[Achievement – the name given in heraldry to the full pictorial representation of a coat of arms.]
Happy St. George’s Day.
Today’s heraldic article
is a bit different. It looks at a whole queer family.
There can’t be as many
families with so many closely related lgbt members who exemplify all things
English than the Benson family. The head of the family was an Archbishop of
Canterbury, his widow lived with the daughter of his predecessor, one of their
sons wrote the words to the patriotic song “Land of Hope and Glory”, and
another wrote as series of quintessentially English humorous novels. In fact,
it is widely believed that the Archbishop was the only truly heterosexual
member of the family. Here’s the family tree, followed by the family coat of
arms (I must apologise for the quality of the scan. I had to buy a new scanner
recently and it doesn’t produce images of a quality I’d like) :
I’ll give you a quick tour
of the family achievement before moving onto one specific member. The shield
bears a version of the Benson coat of arms that dates back to about 1700.
Archbishop Benson made several alterations. On the original arms there were
three identical black trefoils in a row across the shield. The Archbishop
replaced the middle one with a quatrefoil and put the trefoil into the mouth of
the white bear in the crest. Another alteration was to double the red bars,
increasing them to 4 in total. These arms were inherited by all his children.
On top of the helmet is
the crest of a bear, but even though it might look a polar bear it isn’t. In
heraldry white is called argent and is meant to represent the metal silver, as
does the white on the shield. White is often shown in book and magazine
illustrations because real silver is difficult to print. In really posh,
elaborate, official documents silver leaf would be used to make the bear’s
head, and I can’t afford any silver leaf! The same goes with yellow – it should
really be gold leaf!
If I had to choose one
member of the Benson family to present for the main heraldic illustration it
has to be that of Monsignor Robert Benson, simply because it is the most
visually striking and so unlike any previous achievement I’ve drawn. Here it is
Robert Hugh Benson was the
youngest of Archbishop Benson’s children. He was ordained as a priest in the
Church of England by his father in 1895, but he converted to Roman Catholicism.

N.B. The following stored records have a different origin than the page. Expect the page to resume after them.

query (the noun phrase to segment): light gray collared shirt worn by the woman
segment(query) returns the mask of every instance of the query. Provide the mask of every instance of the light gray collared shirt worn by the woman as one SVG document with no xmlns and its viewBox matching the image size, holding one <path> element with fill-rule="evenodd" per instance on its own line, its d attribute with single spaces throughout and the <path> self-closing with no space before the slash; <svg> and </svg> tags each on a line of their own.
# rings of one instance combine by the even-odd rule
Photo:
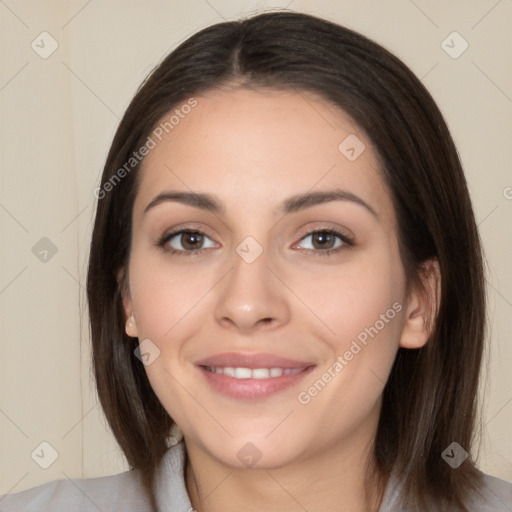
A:
<svg viewBox="0 0 512 512">
<path fill-rule="evenodd" d="M 158 468 L 156 500 L 159 512 L 193 512 L 184 478 L 185 445 L 170 448 Z M 489 475 L 475 499 L 471 512 L 512 512 L 512 483 Z M 400 484 L 389 479 L 379 512 L 406 512 L 397 509 Z M 0 496 L 0 512 L 151 512 L 138 470 L 114 476 L 56 480 L 47 484 Z"/>
</svg>

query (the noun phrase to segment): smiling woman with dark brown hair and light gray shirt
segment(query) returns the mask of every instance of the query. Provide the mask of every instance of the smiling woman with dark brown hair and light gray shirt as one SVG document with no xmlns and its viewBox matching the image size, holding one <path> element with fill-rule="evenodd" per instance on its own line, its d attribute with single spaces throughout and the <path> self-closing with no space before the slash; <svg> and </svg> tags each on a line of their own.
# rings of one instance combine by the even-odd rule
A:
<svg viewBox="0 0 512 512">
<path fill-rule="evenodd" d="M 2 510 L 512 509 L 473 458 L 466 182 L 396 57 L 292 12 L 202 30 L 137 92 L 96 196 L 94 369 L 134 469 Z"/>
</svg>

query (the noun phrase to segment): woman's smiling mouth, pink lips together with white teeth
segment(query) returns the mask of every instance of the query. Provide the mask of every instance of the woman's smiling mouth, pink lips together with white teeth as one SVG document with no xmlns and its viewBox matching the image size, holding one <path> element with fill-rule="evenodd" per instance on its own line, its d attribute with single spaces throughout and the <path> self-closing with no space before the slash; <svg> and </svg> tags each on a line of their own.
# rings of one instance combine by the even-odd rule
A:
<svg viewBox="0 0 512 512">
<path fill-rule="evenodd" d="M 297 386 L 316 366 L 272 354 L 219 354 L 196 363 L 210 389 L 237 400 L 262 400 Z"/>
</svg>

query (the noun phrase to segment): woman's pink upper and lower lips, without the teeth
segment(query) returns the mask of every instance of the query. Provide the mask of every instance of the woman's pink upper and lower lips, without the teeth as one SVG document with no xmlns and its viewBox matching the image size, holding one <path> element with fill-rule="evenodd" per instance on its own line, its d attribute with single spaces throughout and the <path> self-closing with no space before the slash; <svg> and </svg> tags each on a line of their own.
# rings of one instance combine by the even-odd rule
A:
<svg viewBox="0 0 512 512">
<path fill-rule="evenodd" d="M 210 387 L 237 400 L 262 400 L 292 386 L 296 386 L 316 366 L 307 361 L 297 361 L 268 353 L 240 354 L 224 353 L 211 356 L 196 363 Z M 223 366 L 238 368 L 304 368 L 295 374 L 269 377 L 268 379 L 236 379 L 224 374 L 212 373 L 206 367 Z"/>
</svg>

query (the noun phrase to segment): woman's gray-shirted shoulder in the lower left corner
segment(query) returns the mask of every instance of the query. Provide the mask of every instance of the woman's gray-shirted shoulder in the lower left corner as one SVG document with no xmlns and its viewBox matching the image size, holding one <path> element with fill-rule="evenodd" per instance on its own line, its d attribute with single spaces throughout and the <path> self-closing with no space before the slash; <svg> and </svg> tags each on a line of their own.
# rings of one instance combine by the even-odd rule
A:
<svg viewBox="0 0 512 512">
<path fill-rule="evenodd" d="M 0 496 L 1 512 L 149 512 L 137 470 L 98 478 L 61 479 Z"/>
</svg>

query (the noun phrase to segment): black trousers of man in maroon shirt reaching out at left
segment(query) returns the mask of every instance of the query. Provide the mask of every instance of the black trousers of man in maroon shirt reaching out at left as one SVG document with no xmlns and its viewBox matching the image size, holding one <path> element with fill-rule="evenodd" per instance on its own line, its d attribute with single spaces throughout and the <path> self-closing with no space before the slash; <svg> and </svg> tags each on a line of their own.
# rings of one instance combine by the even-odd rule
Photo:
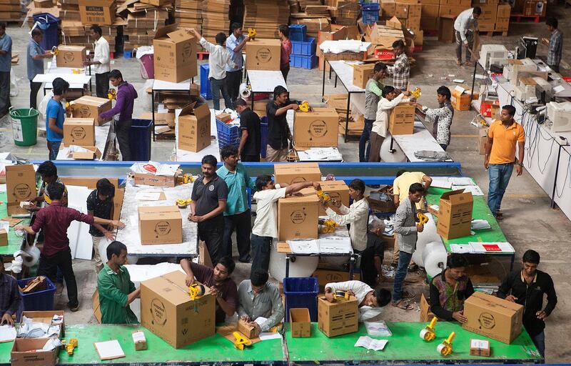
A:
<svg viewBox="0 0 571 366">
<path fill-rule="evenodd" d="M 64 279 L 66 280 L 68 305 L 69 307 L 76 307 L 79 305 L 77 300 L 77 283 L 74 267 L 71 265 L 71 249 L 69 247 L 54 255 L 46 256 L 41 254 L 38 267 L 39 276 L 47 276 L 55 282 L 58 269 L 64 274 Z"/>
</svg>

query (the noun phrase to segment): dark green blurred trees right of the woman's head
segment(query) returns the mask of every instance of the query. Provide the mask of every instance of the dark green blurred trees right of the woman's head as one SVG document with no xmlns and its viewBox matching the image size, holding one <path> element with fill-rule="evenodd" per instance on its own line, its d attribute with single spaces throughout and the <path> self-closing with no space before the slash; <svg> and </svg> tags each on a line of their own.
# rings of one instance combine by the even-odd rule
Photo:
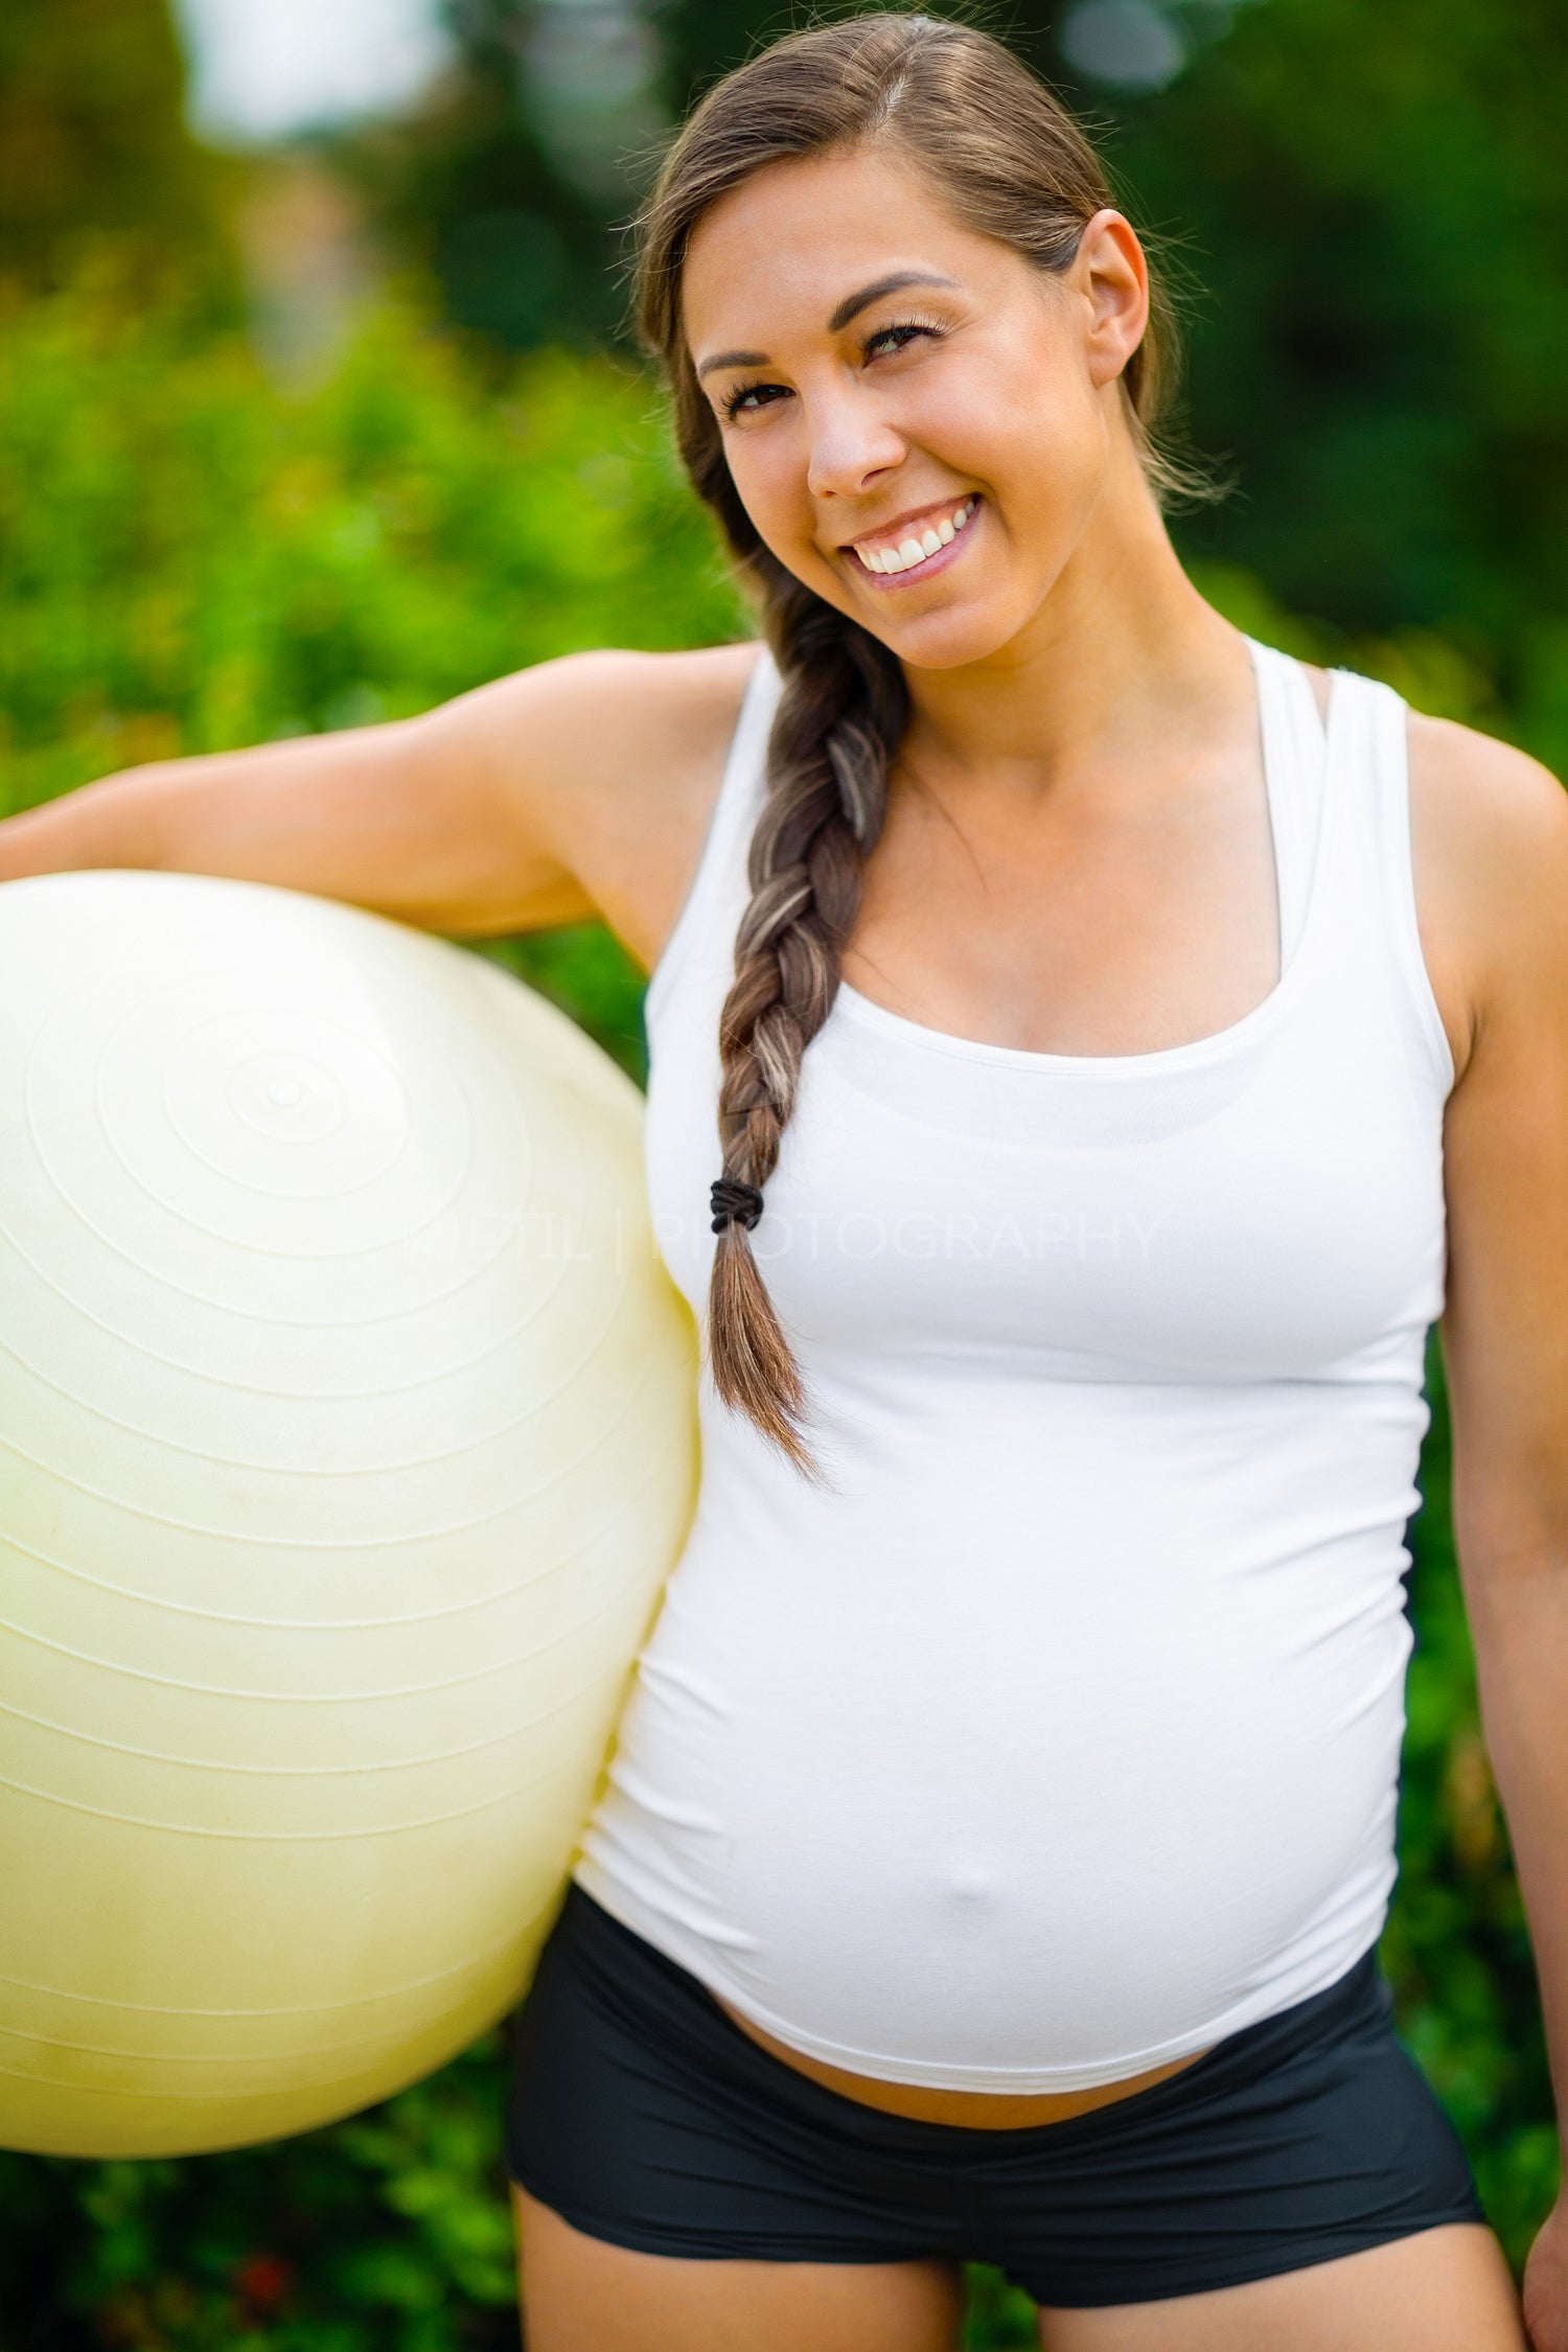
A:
<svg viewBox="0 0 1568 2352">
<path fill-rule="evenodd" d="M 1171 19 L 1187 68 L 1119 101 L 1112 153 L 1201 282 L 1192 426 L 1241 473 L 1187 546 L 1340 628 L 1458 637 L 1563 767 L 1561 12 L 1267 0 Z"/>
</svg>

He was then ordained a Catholic priest in 1904 and became a Supernumerary
Private Chamberlain to the Pope in 1911, giving him the title of Monsignor.
As an ordained priest
Robert wasn’t entitled to use a helmet and crest, either as an Anglican or a
Catholic. Instead, in both cases, he would have used an ecclesiastical hat
called a galero. The Catholic Church had strict rules about how many tassels a
priest could show dangling from the galero, and about what colour the galero
should be. Monsignor Benson’s position as a chamberlain entitled him to use a
black galero with 6 violet tassels on either side.
Monsignor Benson also
received two orders of chivalry from the Pope, though he could only display one
in his coat of arms. That was the insignia of a Knight Grand Cross of the
Equestrian Order of the Holy Sepulchre of Jerusalem. There are several insignia
which are used. The first is the red badge of the order which is a large red
cross and 4 smaller crosses all behind the shield. The other insignia and the
shield obscures most of the small crosses. Around the shield in the black
ribbon of the order, and from it is suspended the gold and enamel badge of the
order fastened to a bow.
Monsignor Benson had
another honour from the Pope, that of a Knight Commander with Star of the Order
of St. Gregory the Great. As an ordained priest he would not be entitled to
show this on his coat of arms though he could wear it’s insignia alongside that
of the Holy Sepulchre on his clothing.
The Benson family is such
an interesting family, that I’m sure I’ll return to them some time in the future.